Presidential Debate statements: Sorting out the fact from the fiction

Donald Trump’s habit of peddling hype and fabrication emerged unabated in the first presidential debate while Hillary Clinton played it cautiously in her statements, though not without error. They both denied making statements that they are on the record as saying.

TRUMP, denying Clinton’s accusation that he supported the Iraq war: “Wrong. Wrong.” Later: “That is a mainstream media nonsense put out by her. I was against the war in Iraq.”

THE FACTS: There is no evidence Trump expressed public opposition to the war before the US invaded, despite his repeated insistence that he did. Rather, he offered lukewarm support. He only began to voice doubts about the conflict well after it began in March 2003.

His first known public comment on the topic came on September 11, 2002, when he was asked whether he supported a potential Iraq invasion in an interview with radio host Howard Stern. “Yeah, I guess so,” Trump responded.

On March 21, 2003, just days after the invasion began, Trump said it “looks like a tremendous success from a military standpoint.”

Later that year he began voicing doubts.

TRUMP, when Clinton accused him of calling climate change a hoax invented by the Chinese: “I did not say that.”

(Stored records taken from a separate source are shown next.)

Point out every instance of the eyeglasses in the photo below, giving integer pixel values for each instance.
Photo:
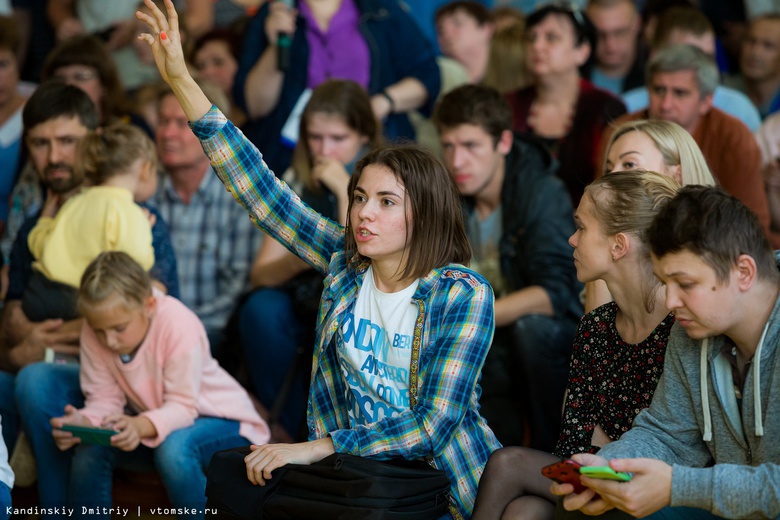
(81, 76)
(572, 8)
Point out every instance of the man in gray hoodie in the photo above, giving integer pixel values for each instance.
(707, 447)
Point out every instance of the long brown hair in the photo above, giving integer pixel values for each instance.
(337, 97)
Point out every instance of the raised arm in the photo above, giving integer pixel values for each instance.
(165, 42)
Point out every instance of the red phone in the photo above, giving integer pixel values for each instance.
(565, 472)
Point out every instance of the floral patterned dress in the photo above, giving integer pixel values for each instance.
(610, 381)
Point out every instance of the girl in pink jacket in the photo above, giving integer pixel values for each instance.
(148, 374)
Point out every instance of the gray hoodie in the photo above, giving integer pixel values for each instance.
(721, 463)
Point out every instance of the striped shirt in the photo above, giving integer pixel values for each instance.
(454, 330)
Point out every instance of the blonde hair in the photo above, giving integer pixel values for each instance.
(506, 69)
(676, 146)
(110, 273)
(627, 202)
(112, 151)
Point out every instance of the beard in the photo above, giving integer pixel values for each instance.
(61, 185)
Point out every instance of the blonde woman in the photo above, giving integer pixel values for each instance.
(652, 145)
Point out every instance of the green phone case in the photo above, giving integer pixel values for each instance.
(604, 472)
(91, 434)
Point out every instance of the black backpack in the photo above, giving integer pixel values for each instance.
(340, 486)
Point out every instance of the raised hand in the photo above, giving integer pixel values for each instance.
(165, 41)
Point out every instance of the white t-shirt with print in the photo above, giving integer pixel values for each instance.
(376, 352)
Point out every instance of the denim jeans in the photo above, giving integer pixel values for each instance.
(5, 501)
(42, 391)
(181, 460)
(8, 409)
(271, 334)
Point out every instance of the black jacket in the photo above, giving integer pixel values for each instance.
(537, 223)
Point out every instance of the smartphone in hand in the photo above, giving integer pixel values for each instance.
(565, 472)
(605, 472)
(91, 434)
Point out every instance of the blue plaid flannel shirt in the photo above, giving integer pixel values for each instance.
(456, 307)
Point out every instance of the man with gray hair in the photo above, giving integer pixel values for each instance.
(681, 80)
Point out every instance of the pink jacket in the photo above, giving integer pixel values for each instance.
(171, 380)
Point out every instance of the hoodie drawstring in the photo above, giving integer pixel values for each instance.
(758, 423)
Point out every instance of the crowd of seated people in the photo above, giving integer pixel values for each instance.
(525, 103)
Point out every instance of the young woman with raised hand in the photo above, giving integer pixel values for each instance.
(618, 352)
(395, 268)
(652, 145)
(337, 128)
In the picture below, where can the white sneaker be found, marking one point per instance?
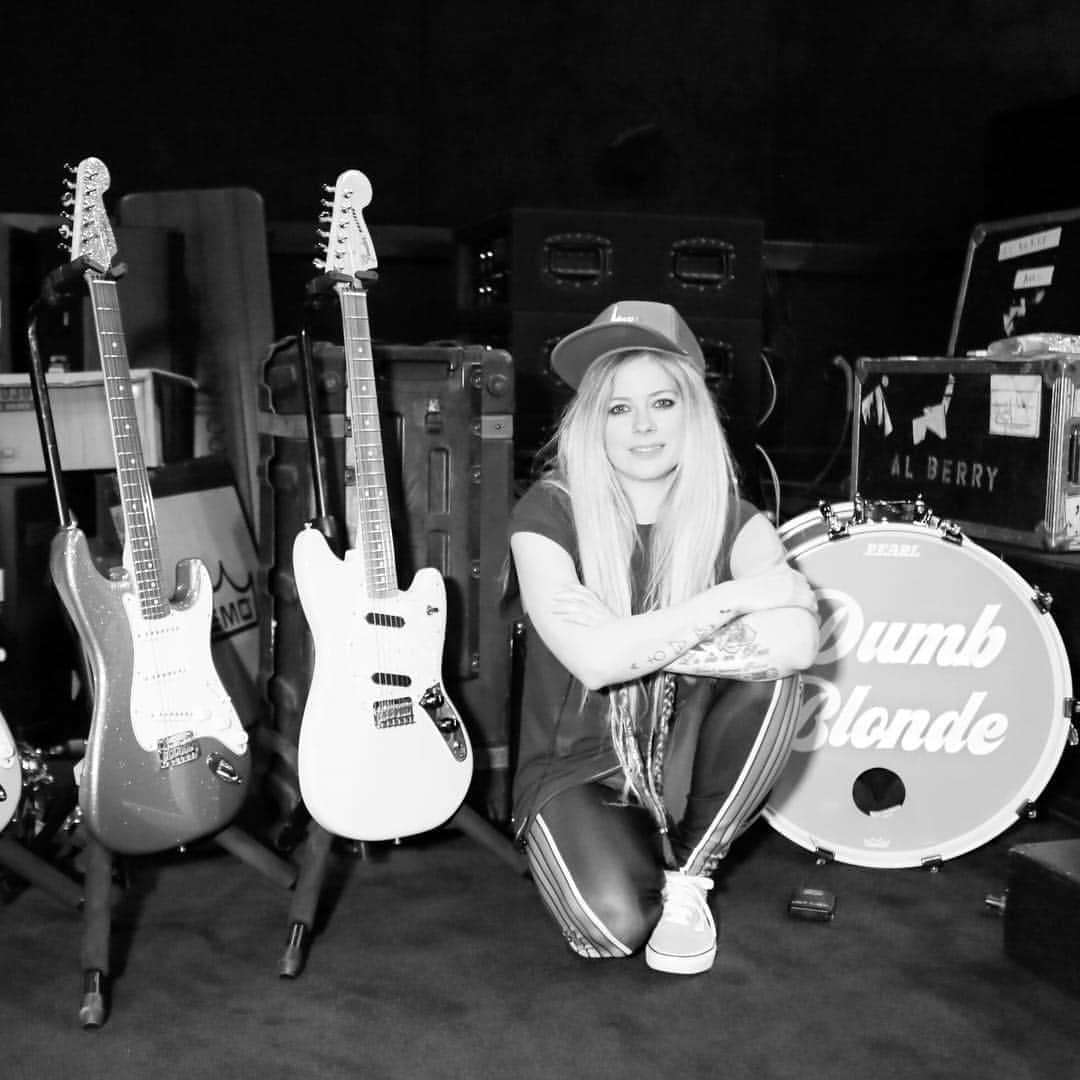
(684, 941)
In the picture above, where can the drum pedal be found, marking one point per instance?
(814, 905)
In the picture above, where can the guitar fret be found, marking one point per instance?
(132, 481)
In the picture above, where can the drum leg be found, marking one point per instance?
(97, 921)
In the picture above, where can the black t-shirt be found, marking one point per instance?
(564, 738)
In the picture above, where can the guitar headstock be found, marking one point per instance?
(90, 232)
(349, 248)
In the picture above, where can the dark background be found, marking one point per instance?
(840, 121)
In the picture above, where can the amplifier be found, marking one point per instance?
(991, 442)
(579, 260)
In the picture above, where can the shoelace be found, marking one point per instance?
(685, 898)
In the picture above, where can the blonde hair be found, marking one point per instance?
(687, 545)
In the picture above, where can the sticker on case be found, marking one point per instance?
(1034, 278)
(1026, 245)
(1015, 405)
(1072, 515)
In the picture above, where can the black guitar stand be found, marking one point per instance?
(97, 895)
(318, 844)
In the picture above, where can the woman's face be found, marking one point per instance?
(646, 422)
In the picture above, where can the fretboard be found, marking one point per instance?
(136, 502)
(367, 507)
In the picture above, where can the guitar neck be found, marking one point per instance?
(367, 505)
(142, 551)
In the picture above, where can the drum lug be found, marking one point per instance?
(836, 527)
(1042, 599)
(950, 531)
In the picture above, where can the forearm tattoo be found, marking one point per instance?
(733, 649)
(679, 647)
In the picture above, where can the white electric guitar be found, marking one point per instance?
(11, 775)
(382, 752)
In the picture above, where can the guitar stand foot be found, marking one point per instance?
(296, 952)
(92, 1011)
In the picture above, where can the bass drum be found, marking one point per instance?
(939, 705)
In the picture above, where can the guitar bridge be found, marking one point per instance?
(177, 750)
(446, 719)
(223, 768)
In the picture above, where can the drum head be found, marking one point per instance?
(936, 707)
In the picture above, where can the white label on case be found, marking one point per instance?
(1034, 278)
(1033, 242)
(1015, 405)
(1072, 515)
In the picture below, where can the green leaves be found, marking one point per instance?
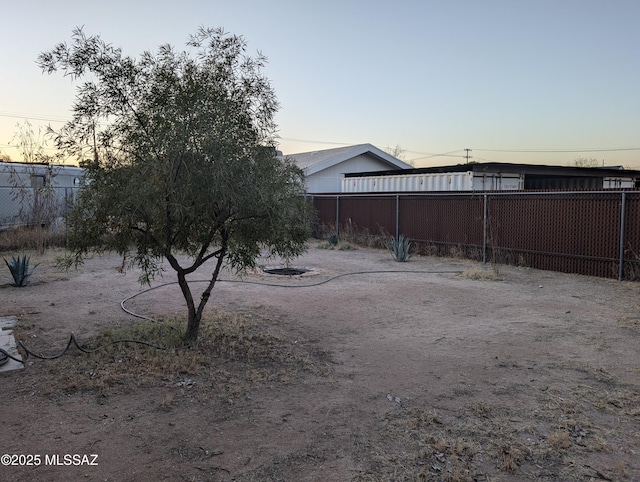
(400, 248)
(182, 149)
(19, 268)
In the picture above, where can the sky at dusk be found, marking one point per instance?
(532, 81)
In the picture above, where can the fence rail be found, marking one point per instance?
(595, 233)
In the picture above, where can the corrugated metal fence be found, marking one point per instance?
(27, 206)
(595, 233)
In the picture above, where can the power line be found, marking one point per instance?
(538, 151)
(18, 115)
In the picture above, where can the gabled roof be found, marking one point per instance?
(316, 161)
(507, 167)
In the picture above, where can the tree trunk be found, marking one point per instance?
(195, 315)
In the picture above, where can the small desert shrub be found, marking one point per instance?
(19, 268)
(400, 248)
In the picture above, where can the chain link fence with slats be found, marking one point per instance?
(594, 233)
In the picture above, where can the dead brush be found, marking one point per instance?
(255, 357)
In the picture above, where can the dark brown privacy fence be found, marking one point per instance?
(594, 233)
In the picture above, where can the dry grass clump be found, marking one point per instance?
(478, 274)
(483, 441)
(232, 354)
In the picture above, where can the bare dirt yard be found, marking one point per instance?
(362, 369)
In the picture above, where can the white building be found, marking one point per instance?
(325, 169)
(26, 189)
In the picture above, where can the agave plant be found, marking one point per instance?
(19, 268)
(400, 248)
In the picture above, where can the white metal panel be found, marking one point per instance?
(618, 182)
(450, 181)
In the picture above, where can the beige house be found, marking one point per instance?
(325, 169)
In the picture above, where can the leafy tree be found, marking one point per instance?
(181, 149)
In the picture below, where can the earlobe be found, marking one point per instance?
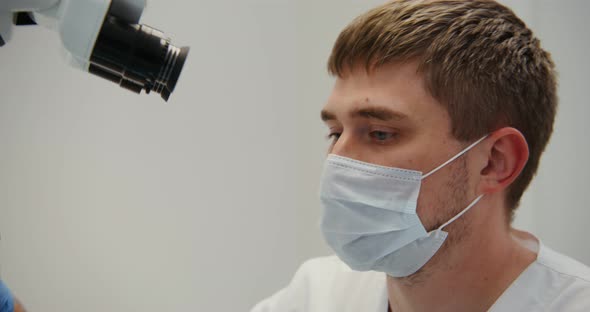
(506, 157)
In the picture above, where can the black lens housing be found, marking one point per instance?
(137, 57)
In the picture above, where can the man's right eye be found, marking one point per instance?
(334, 136)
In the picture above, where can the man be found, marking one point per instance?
(7, 302)
(439, 115)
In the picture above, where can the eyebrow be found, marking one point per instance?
(380, 113)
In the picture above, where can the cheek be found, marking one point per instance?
(443, 195)
(428, 202)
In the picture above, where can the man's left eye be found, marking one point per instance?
(381, 135)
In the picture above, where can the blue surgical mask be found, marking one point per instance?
(369, 217)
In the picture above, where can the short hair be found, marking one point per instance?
(478, 59)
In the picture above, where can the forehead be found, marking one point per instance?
(397, 87)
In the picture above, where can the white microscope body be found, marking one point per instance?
(104, 37)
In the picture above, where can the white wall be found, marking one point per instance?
(111, 201)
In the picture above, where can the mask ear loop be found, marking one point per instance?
(459, 214)
(454, 157)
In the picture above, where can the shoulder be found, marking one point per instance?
(570, 278)
(563, 265)
(324, 284)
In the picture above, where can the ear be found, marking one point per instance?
(506, 155)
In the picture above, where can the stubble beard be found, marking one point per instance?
(450, 201)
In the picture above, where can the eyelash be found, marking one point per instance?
(334, 136)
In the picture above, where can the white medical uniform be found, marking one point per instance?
(553, 282)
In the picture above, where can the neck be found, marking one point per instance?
(469, 273)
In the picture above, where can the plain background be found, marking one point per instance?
(110, 201)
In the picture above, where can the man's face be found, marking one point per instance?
(388, 118)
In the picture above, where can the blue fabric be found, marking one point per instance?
(6, 299)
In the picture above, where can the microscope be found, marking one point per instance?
(103, 37)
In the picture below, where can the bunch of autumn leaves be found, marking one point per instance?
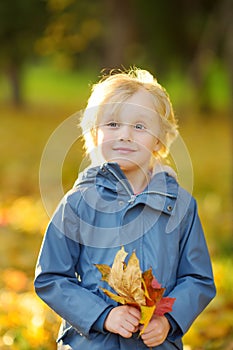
(135, 288)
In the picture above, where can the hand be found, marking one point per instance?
(123, 320)
(156, 332)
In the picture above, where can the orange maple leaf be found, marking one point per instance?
(135, 288)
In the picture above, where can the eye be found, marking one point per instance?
(112, 125)
(139, 126)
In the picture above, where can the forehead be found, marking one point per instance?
(139, 105)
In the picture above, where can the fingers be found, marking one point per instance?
(123, 320)
(156, 332)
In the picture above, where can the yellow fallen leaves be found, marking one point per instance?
(135, 288)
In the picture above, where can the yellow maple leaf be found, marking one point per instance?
(133, 287)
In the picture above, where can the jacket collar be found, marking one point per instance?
(160, 194)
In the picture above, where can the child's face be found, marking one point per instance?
(130, 135)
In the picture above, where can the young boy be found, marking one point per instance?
(127, 197)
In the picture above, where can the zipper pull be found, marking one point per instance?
(132, 199)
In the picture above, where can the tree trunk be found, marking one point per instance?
(119, 32)
(14, 78)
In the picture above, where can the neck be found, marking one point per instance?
(138, 180)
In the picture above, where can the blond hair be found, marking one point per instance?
(115, 89)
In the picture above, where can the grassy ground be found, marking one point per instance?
(25, 323)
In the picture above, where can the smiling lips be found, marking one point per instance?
(124, 150)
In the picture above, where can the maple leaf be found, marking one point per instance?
(133, 287)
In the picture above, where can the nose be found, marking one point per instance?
(125, 132)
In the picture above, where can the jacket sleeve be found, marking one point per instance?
(195, 285)
(56, 281)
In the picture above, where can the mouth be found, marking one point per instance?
(124, 150)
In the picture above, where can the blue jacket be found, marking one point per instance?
(98, 216)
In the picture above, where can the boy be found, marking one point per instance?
(127, 197)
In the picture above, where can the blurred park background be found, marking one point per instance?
(51, 51)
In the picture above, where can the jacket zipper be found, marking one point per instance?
(132, 195)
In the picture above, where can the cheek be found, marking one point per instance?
(99, 137)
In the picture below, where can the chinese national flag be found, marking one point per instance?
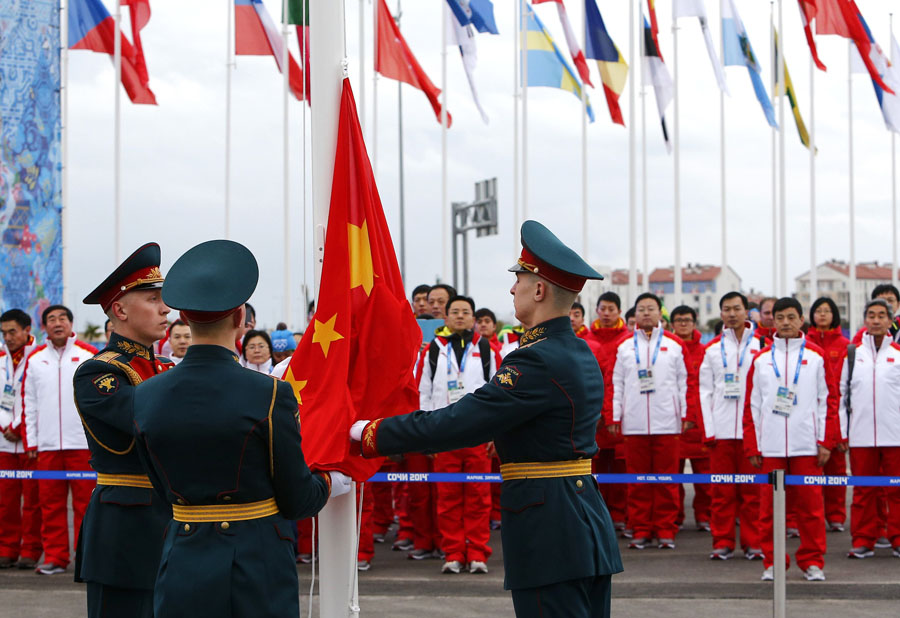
(355, 360)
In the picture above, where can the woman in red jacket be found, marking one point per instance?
(825, 332)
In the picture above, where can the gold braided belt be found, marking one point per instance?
(124, 480)
(224, 512)
(545, 469)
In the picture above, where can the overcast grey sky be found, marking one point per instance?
(173, 154)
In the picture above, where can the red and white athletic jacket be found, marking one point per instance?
(48, 401)
(658, 412)
(723, 418)
(11, 374)
(813, 418)
(875, 395)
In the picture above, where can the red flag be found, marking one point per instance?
(355, 360)
(139, 11)
(395, 60)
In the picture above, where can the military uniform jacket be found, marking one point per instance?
(215, 433)
(542, 405)
(122, 532)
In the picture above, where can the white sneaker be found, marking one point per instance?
(814, 574)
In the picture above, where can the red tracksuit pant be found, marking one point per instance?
(809, 513)
(614, 494)
(20, 511)
(865, 523)
(54, 497)
(652, 508)
(730, 502)
(464, 509)
(836, 495)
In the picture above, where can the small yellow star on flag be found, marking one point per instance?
(324, 334)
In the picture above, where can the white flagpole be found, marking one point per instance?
(286, 180)
(517, 38)
(337, 521)
(524, 35)
(229, 66)
(776, 73)
(813, 274)
(676, 270)
(782, 214)
(64, 143)
(851, 314)
(117, 138)
(445, 204)
(632, 176)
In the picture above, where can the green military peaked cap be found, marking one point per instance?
(211, 280)
(546, 256)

THE FACTS: Yes he did, in the form of a 2012 tweet: “The concept of global warming was created by and for the Chinese in order to make US manufacturing non-competitive.” He later claimed he was kidding, but also repeated the claim that climate change is a hoax, and one that benefits China.

He tweeted in January 2014: “Snowing in Texas and Louisiana, record setting freezing temperatures throughout the country and beyond. Global warming is an expensive hoax!”

TRUMP: “I’ve been under audit for almost 15 years.”

THE FACTS: Trump has never provided evidence to the public that he is actually under audit. A letter released by his tax attorneys never used the word, merely describing his tax returns under continuous examination. That is not a formal term for any kind of action by the Internal Revenue Service.

TRUMP to Clinton: “You’ve been fighting ISIS your entire adult life.”

THE FACTS: Hillary Clinton was born in 1947 and is 68 years old. She reached adulthood in 1965. The Islamic State group grew out of an al-Qaeda spinoff, al-Qaeda in Iraq in 2013.

TRUMP: “My father gave me a small loan in 1975.”

THE FACTS: Aside from $1 million in financing from his father, Trump received loan guarantees, bailouts and a drawdown from his future inheritance. Tim O’Brien noted in a 2005 book that Trump not only drew an additional $10 million from his future inheritance during hard times, but also inherited a share of his father’s real estate holdings, worth hundreds of millions when they were eventually sold.

TRUMP: “You don’t learn a lot from tax returns.”

THE FACTS: They would provide vital information about his wealth, taxes paid, tax avoidance efforts, exact amounts of real estate holdings and charitable donations that can’t be gleaned from any other source.

CLINTON: “Donald publicly invited Putin to hack into Americans.”

TRUMP on hacking of the Democratic National Committee: “I don’t think anybody knows it was Russia that broke into the DNC... I mean it could be Russia. But it could also be China. It could be lots of other people. It could be somebody sitting on their bed who weighs 400 pounds.”

THE FACTS: Trump didn’t encourage Russia to hack broadly “into Americans,” as Clinton said, although he did express the hope that Russian hackers would “find the 30,000 emails that are missing” from Clinton’s private server.